Myersiohyla chamaeleo

Scientific classification
- Kingdom: Animalia
- Phylum: Chordata
- Class: Amphibia
- Order: Anura
- Family: Hylidae
- Genus: Myersiohyla
- Species: M. chamaeleo
- Binomial name: Myersiohyla chamaeleo (Faivovich, McDiarmid, and Myers, 2013)
- Synonyms: Myersiohyla chamaeleo Faivovich, McDiarmid, and Myers, 2013;

= Myersiohyla chamaeleo =

- Authority: (Faivovich, McDiarmid, and Myers, 2013)
- Synonyms: Myersiohyla chamaeleo Faivovich, McDiarmid, and Myers, 2013

Species of frog

Myersiohyla chamaeleo is a species of frog from the family Hylidae. It lives in Amazonas, Venezuela. Scientists have seen it on the Tepui Cerro de la Neblina between 1450 and 2100 meters above sea level.

== Description ==
Adult males measure 44.6–49.6 mm in length while females are 46.0–56.9 mm. The species has a unique ability to change color, which is how it got its name "chamaeleo" (similar to chameleon). The frog can change from reddish brown at night to light green during the day.

The frog has stellate (star-shaped) melanophores (color cells) over its ground color, giving it a distinctive appearance. The flanks are yellowish in living specimens, and the iris is black with an intricate metallic copper pattern.

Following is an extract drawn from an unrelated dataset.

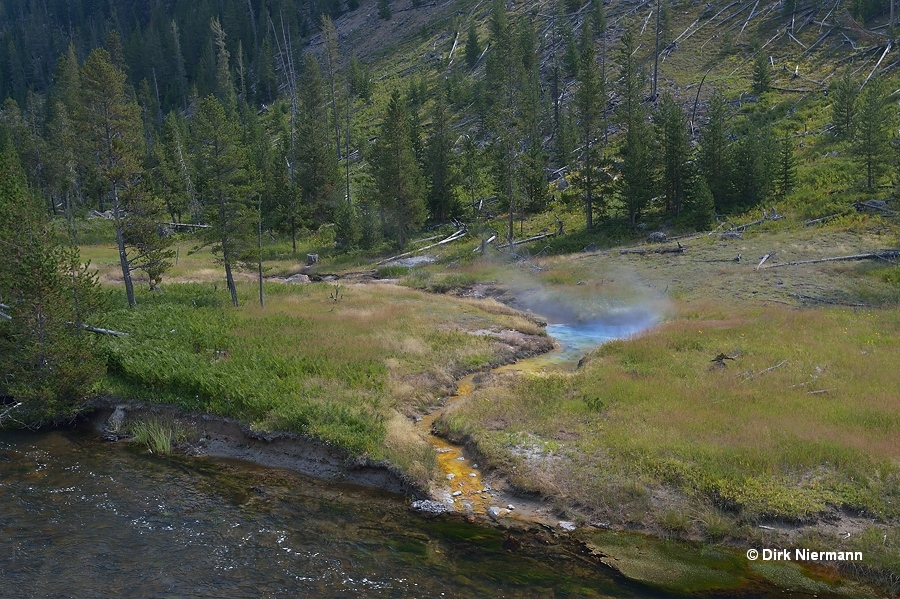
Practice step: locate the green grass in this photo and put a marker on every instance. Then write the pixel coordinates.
(344, 372)
(159, 434)
(817, 432)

== Habitat and behavior ==
M. chamaeleo lives in highland habitats of Cerro de la Neblina including open savannas and streams. During the day, frogs hide in the leaf axils of plants like Bonnetia maguireorum and large terrestrial bromeliads (Brocchinia tatei). At night, they are found on vegetation and rocks along streams or in surrounding forest.

== Reproduction ==
Males call from vegetation or mossy rock faces, usually 0.1 to 2.5 meters above water. The advertisement call consists of short notes given at about 1–2 notes per second at temperatures of 14–17°C. Females lay large, unpigmented eggs measuring 2.9–3.1 mm in diameter.

== Tadpoles ==
The tadpoles live in streams and can reach up to 80 mm in total length. They have a globular body shape with a labial tooth row formula of 4/7 to 6/11. Tadpoles vary in color from nearly black to brown or bicolored, with darker specimens typically found in open, exposed streams and paler ones in shaded habitats.

== Discovery ==
The species was described in 2013 based on specimens collected during the Cerro de la Neblina Expedition of 1984–1985. The expedition was organized by the Fundación para el Desarrollo de las Ciencias Físicas, Matemáticas y Naturales (FUDECI) in Venezuela. The holotype (main reference specimen) was collected on February 7, 1984.